I really shouldn't get into this discussion.
Ah well, here goes:
A. What are the costs of training residents?
Hospitals have 3 costs of residents:
1) Health insurance
2) Malpractice coverage
3) Salary
This is not complete. Additional direct costs include:
1. Portions of the PD and APD's salaries/benefits.
2. Program administrator salaries/benefits.
3. ACGME fees, Match fees, ERAS fees, ITE fees, etc.
4. Recruiting costs, including all those dinners.
5. GME office costs (shared between all the residency programs)
6. Infrastructure costs -- computers for residents, pagers, scrubs, etc.
However, there are many INDIRECT cost savings associated with a residency program, noted below.
B. How much money do programs gain from training residents?
Programs get resident income from two sources -- directly from Medicare as DME and IME, and by billing patient services directly to insurers.
The amount of money programs get from Medicare is quite variable. An old but informative article about this is
here. As this is an NEJM article, you may need a subscription to see it. I have attached the relevant table to this message. Ignore the first column -- this is the amount of money a residency program "would" get if other payers paid like Medicare does. They don't, so what programs actually get per resident is in the last column. The study is obviously dated, but overall the amount of money from GME has decreased since the passage of the BBA of 1997, not increased.
Yet, this is not the whole story. This study only looks at DME. DME flows directly to the sponsor of the residency program (could be a medical school, hospital, or other health care organization). IME flows directly to hospitals where residents deliver care. There is a very complex and insane formula for how much IME a hospital gets. In general, the total IME spending is double the DME spending, so you can multiply the number in the last column by 3 and get a reasonable estimate of how much money hospitals get for training residents. You can see that a small number of programs, many in NYC, make a tremendous amount. Most other programs do not.
Hospitals also obtain income by billing for resident services. This is not true additional income -- inpatient services are all billed by faculty, and residents who see patients in the outpatient setting are supervised by a faculty member who usually sees less patients -- at our institution, our calculations show that a faculty member seeing patients on their own generates the same $$ as one who works with 3.5 residents (mixture of PGY levels).

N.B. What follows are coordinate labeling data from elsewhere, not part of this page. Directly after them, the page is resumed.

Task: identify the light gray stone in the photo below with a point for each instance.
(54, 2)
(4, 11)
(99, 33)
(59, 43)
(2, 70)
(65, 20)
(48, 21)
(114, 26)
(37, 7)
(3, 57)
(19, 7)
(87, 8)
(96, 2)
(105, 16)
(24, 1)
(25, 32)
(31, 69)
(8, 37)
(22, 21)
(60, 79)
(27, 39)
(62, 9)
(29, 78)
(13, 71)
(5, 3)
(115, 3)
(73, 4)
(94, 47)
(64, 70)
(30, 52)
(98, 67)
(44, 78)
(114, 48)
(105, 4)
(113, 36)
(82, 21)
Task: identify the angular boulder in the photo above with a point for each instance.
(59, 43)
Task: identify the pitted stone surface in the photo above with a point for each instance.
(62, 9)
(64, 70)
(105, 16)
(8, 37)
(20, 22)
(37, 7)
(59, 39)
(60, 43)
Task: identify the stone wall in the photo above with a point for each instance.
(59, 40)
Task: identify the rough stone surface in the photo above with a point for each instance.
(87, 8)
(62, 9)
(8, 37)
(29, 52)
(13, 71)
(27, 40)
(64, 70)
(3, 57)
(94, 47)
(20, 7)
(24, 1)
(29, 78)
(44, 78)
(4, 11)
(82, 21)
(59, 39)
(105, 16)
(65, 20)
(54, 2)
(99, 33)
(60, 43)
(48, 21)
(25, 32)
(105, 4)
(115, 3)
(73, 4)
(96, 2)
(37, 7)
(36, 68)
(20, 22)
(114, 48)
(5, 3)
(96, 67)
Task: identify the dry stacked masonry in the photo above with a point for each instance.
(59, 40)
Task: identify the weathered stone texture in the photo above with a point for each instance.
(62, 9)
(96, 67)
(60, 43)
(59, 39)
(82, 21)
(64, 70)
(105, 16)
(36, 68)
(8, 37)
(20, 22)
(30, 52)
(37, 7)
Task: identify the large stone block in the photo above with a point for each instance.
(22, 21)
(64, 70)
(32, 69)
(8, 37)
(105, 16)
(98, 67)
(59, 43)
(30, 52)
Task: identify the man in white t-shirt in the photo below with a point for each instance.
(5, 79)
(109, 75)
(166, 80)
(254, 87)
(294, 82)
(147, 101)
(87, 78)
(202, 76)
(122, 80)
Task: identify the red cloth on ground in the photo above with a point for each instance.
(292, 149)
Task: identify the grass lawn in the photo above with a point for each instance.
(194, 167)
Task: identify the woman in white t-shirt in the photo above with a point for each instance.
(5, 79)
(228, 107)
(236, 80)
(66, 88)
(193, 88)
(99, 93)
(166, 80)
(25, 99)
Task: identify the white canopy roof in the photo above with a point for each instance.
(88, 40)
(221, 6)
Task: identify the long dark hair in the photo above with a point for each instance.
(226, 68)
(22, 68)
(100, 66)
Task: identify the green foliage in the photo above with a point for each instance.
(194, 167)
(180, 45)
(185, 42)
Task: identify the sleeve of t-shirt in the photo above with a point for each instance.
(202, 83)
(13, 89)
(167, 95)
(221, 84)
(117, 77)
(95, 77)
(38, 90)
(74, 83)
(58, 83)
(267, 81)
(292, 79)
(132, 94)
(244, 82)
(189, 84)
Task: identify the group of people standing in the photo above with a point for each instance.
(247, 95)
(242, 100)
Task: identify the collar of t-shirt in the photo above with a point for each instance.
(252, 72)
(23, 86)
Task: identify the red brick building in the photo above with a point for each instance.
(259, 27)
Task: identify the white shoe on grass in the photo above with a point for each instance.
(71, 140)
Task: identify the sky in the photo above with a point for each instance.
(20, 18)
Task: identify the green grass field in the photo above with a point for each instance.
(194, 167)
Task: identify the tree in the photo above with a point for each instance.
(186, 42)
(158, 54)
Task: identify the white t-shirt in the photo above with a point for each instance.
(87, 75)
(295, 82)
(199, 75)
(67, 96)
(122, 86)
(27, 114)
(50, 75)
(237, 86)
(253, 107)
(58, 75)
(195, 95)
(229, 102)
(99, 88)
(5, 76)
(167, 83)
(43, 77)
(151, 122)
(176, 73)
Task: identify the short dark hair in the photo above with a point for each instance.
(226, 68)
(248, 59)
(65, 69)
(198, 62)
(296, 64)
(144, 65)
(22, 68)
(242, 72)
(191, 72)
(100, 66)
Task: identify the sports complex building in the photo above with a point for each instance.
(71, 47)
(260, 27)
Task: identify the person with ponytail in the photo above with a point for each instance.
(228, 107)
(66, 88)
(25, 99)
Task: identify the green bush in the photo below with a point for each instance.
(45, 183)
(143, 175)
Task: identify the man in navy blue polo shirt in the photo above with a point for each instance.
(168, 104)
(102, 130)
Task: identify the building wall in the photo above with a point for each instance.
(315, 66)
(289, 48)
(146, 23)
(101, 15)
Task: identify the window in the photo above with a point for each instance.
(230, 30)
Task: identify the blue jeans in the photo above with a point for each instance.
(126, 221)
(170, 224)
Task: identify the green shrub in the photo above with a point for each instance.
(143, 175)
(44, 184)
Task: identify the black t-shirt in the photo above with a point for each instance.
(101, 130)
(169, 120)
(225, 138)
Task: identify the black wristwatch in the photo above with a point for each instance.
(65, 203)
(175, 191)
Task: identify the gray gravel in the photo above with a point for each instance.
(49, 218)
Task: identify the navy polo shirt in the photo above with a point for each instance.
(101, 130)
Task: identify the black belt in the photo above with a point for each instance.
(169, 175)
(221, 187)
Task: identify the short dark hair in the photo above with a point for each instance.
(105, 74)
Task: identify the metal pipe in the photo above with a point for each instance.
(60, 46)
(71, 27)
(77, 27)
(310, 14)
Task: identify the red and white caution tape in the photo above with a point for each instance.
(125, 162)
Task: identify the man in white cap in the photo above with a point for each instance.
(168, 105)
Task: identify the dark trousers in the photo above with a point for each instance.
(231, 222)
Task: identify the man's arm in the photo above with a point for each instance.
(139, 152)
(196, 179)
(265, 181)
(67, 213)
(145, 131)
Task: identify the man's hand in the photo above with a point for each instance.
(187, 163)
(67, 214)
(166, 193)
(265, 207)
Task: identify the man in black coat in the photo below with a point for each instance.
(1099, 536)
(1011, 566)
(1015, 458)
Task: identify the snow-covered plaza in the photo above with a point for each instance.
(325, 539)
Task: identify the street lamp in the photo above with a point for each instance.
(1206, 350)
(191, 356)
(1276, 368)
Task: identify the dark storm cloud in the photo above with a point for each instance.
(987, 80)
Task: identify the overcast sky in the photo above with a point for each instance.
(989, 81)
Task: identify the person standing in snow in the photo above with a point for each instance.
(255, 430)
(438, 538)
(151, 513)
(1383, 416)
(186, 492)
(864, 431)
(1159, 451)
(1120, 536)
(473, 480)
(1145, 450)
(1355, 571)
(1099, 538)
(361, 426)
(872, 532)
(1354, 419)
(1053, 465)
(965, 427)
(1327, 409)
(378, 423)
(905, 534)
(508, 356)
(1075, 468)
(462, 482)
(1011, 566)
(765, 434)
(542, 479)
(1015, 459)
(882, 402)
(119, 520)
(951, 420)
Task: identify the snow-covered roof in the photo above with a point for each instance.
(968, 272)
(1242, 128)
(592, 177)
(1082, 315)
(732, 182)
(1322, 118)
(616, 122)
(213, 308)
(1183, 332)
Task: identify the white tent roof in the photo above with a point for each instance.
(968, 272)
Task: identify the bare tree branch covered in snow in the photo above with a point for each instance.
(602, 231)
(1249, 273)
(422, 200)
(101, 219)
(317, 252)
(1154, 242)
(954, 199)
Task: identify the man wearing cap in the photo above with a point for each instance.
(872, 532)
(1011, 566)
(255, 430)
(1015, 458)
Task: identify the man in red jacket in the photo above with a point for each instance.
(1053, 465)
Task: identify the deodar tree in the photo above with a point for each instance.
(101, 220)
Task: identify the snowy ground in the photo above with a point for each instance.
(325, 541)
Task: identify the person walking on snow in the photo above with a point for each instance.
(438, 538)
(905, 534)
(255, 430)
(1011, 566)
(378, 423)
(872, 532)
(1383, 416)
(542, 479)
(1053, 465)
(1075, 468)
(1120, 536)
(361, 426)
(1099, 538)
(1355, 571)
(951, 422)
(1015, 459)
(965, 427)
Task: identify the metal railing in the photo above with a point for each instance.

I should add that this is not true for fellows, who often see patients semi-autonomously and hence can add to billing.
So, for most programs, the amount of DIRECT money received for teaching residents is about equal to the DIRECT costs of training residents. Over time, the DIRECT costs of training residents have increased, and the DME/IME have decreased, such that now it is usually a break even or small loss for programs.
C. What about indirect costs?
Although the direct costs of resident training is usually equal to or more than the direct income obtained, there is a tremendous costs savings to the system in general. This is simply because many hospitals rely on residents for their night coverage. Replacing residents with other resources is extremely expensive -- many NP/PA's are unwilling to work at night, or do not have the clinical skills to do so. Faculty coverage at night, either with moonlighters or hospitalists, is enormously expensive and does not generate any additional income for the system in general. Hence, in any discussion of the financial impact of residents, the cost of replacing the service that those residents provide needs to be considered. However, when hosiptals look at their residency programs, these "cost savings" are invisible.

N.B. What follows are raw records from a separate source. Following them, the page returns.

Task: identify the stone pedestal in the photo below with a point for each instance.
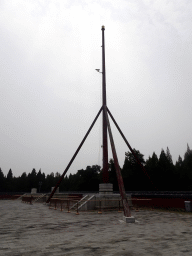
(57, 190)
(33, 191)
(105, 189)
(129, 219)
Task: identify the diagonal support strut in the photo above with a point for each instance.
(123, 136)
(127, 212)
(73, 158)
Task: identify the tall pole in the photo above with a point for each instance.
(105, 144)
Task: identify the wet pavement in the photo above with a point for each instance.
(37, 230)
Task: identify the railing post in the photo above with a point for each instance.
(119, 206)
(68, 203)
(99, 207)
(77, 213)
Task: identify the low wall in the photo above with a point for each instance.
(160, 202)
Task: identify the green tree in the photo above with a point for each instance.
(133, 176)
(2, 181)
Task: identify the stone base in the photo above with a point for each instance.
(129, 219)
(33, 191)
(57, 190)
(105, 188)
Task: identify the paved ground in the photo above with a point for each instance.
(37, 230)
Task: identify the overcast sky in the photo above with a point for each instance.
(50, 92)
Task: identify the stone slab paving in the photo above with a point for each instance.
(37, 230)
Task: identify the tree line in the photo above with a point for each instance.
(161, 174)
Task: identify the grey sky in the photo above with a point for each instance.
(50, 91)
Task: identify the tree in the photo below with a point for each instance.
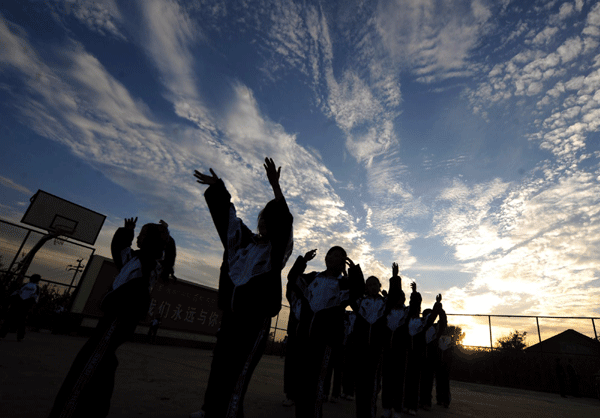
(515, 341)
(456, 333)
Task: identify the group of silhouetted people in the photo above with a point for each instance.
(380, 345)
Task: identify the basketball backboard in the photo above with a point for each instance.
(53, 213)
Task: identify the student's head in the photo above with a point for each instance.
(372, 286)
(415, 302)
(401, 299)
(335, 260)
(267, 217)
(153, 239)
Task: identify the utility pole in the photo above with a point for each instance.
(77, 269)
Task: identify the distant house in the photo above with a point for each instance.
(569, 342)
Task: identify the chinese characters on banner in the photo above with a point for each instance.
(185, 307)
(181, 306)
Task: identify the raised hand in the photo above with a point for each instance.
(394, 269)
(349, 262)
(205, 178)
(130, 223)
(310, 255)
(273, 174)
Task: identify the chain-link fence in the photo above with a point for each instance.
(478, 356)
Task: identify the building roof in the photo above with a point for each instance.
(568, 342)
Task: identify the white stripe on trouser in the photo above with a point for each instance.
(234, 402)
(321, 382)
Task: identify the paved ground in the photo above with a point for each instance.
(164, 381)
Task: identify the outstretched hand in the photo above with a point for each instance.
(130, 223)
(273, 173)
(394, 269)
(310, 255)
(205, 178)
(349, 262)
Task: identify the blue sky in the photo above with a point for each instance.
(458, 138)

D. So will residents get paid more in the future?
This is a difficult question. I have stated, multiple times in the forum, that I think that residents deserve a higher salary than is currently offered (or perhaps loan forgiveness, which is essentially the same thing). Residency is not a free market, and probably shouldn't be one. There are many people out there willing to be a resident for free -- a true free market could actually decrease salaries.

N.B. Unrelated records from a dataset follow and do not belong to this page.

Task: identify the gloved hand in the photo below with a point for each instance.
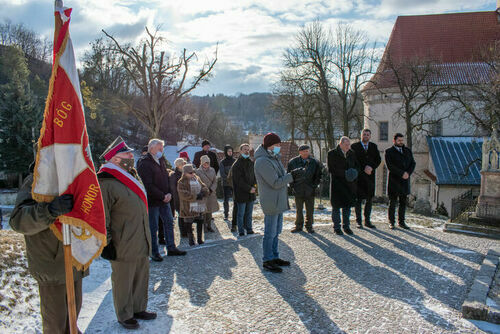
(61, 205)
(298, 174)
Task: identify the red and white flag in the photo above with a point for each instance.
(64, 163)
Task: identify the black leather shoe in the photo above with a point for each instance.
(271, 266)
(144, 315)
(348, 231)
(157, 258)
(129, 324)
(404, 226)
(176, 252)
(281, 263)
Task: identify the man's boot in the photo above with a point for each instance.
(199, 233)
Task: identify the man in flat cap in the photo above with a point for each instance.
(305, 189)
(128, 237)
(45, 255)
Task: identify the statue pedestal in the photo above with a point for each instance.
(488, 204)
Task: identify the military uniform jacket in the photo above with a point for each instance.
(44, 251)
(127, 222)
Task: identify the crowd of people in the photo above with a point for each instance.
(136, 229)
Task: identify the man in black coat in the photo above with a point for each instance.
(369, 159)
(244, 187)
(205, 145)
(155, 176)
(344, 169)
(305, 189)
(400, 163)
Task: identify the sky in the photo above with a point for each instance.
(251, 35)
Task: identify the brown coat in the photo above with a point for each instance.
(209, 178)
(186, 197)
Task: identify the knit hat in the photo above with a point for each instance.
(270, 139)
(204, 158)
(303, 147)
(179, 162)
(184, 155)
(187, 169)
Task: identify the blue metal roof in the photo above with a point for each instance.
(457, 160)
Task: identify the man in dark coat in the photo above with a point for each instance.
(45, 255)
(400, 163)
(344, 170)
(155, 176)
(225, 167)
(244, 184)
(369, 159)
(205, 145)
(305, 189)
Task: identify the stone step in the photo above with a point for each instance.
(476, 305)
(472, 229)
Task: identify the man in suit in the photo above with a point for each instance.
(344, 169)
(400, 163)
(369, 159)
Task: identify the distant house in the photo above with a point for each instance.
(452, 42)
(454, 168)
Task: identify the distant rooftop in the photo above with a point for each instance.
(456, 160)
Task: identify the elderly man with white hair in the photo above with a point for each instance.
(343, 168)
(155, 176)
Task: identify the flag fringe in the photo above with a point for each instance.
(83, 225)
(43, 197)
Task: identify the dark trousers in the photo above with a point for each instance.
(346, 214)
(393, 201)
(188, 225)
(54, 307)
(228, 193)
(367, 211)
(299, 203)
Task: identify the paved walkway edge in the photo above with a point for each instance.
(475, 305)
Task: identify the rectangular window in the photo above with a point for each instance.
(384, 131)
(437, 128)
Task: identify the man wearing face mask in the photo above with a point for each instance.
(128, 236)
(244, 184)
(273, 181)
(155, 176)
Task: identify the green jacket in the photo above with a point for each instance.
(127, 222)
(44, 251)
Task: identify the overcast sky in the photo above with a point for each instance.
(251, 34)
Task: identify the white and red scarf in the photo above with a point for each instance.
(127, 179)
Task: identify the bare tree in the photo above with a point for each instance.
(159, 79)
(418, 85)
(353, 63)
(309, 60)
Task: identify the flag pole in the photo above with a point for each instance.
(70, 283)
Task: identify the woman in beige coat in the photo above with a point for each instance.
(192, 194)
(209, 177)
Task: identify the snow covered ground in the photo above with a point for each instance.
(19, 304)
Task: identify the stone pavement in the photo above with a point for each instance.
(377, 281)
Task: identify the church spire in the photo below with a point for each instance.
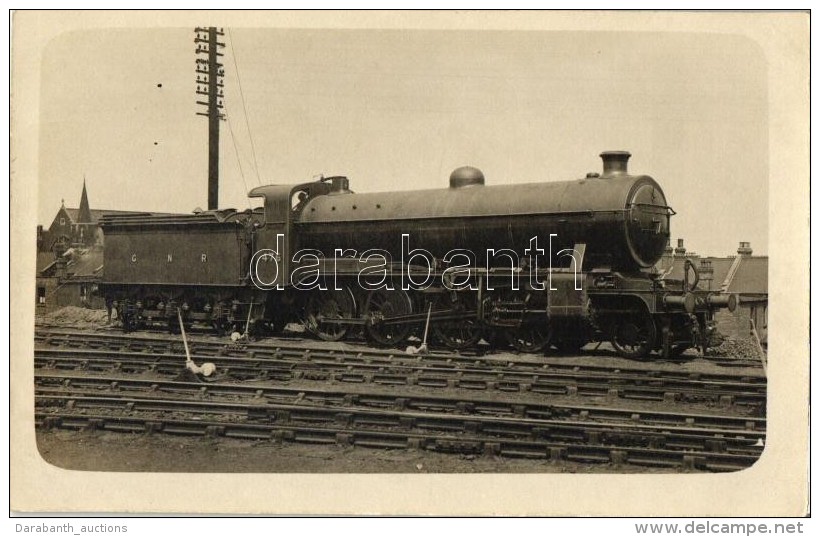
(84, 214)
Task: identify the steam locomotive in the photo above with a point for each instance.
(539, 265)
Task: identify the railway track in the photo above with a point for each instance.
(114, 337)
(118, 382)
(376, 420)
(285, 364)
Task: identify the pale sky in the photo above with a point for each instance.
(399, 110)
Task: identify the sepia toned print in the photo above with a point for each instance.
(428, 251)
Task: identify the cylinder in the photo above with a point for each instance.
(685, 302)
(724, 300)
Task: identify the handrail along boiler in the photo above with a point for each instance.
(538, 265)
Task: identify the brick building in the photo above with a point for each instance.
(70, 258)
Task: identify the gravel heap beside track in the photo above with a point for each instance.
(77, 317)
(735, 348)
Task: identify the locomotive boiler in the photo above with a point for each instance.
(546, 264)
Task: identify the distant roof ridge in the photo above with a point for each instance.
(731, 274)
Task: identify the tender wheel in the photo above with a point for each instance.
(634, 336)
(381, 306)
(457, 334)
(129, 323)
(325, 306)
(530, 338)
(677, 350)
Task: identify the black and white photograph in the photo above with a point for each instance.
(417, 256)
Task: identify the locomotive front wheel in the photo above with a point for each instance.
(323, 307)
(457, 334)
(634, 336)
(381, 305)
(530, 338)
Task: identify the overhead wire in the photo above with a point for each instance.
(244, 107)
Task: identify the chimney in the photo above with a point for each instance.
(744, 249)
(707, 273)
(60, 268)
(615, 163)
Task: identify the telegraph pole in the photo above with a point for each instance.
(209, 82)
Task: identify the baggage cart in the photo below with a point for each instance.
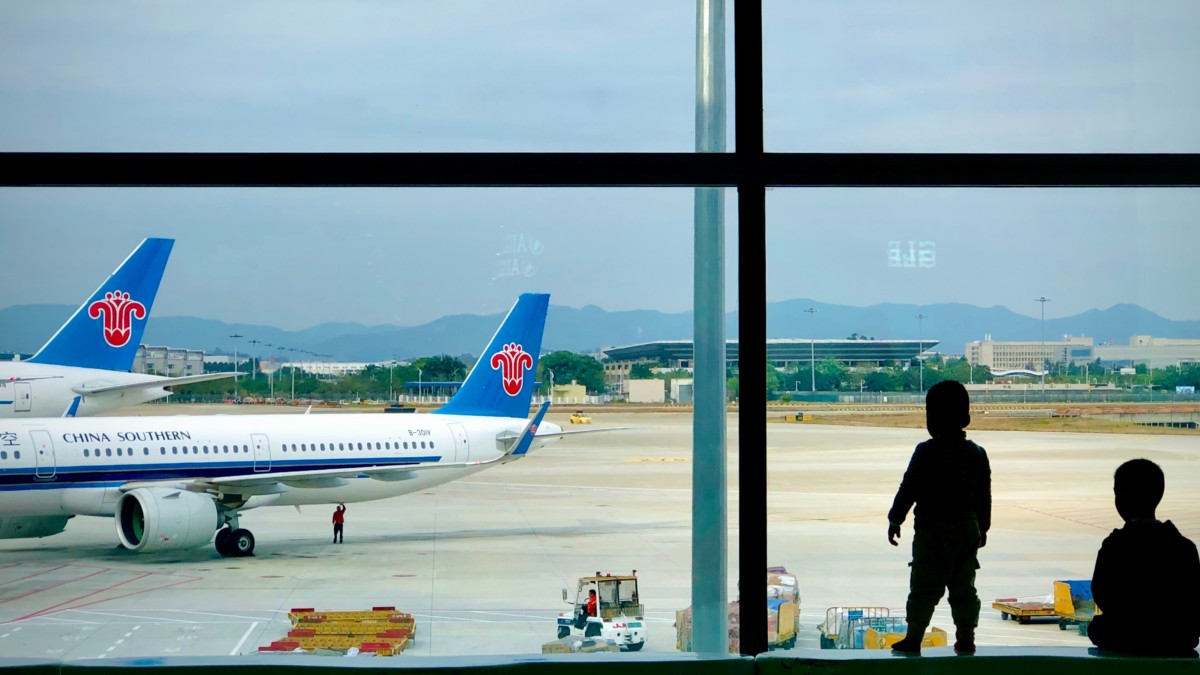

In addition, virtually all programs have started some sort of uncovered service to address increased census and workload, duty hour restrictions, team caps, etc. As programs start these uncovered services, which by the IM-RRC rules must be uncovered 24/7, the cost savings associated with residency programs is disappearing. As programs start other overnight coverage plans, residency programs are potentially going to become true money losers. It will not surprise me at all if we see many programs start to shrink their residency programs in the next few years, especially when further GME funding cuts are necessary to pay for the exploding costs of Medicare Part D. Hospitals are now "capped" for the total number of residents in training -- if you go over your cap, you get no additional funding. In addition, CMS is looking closely at what residents do, and some payors are refusing to reimburse for resident time spent in conference, research projects, etc. Hospitals will be tempted to decrease the size of "loser" programs (like IM) and increase the size of money "winner" programs (such as ortho) -- more ortho residents = more active OR time (in general) = more joint replacements = more $$ (at least for now, although the rules will change).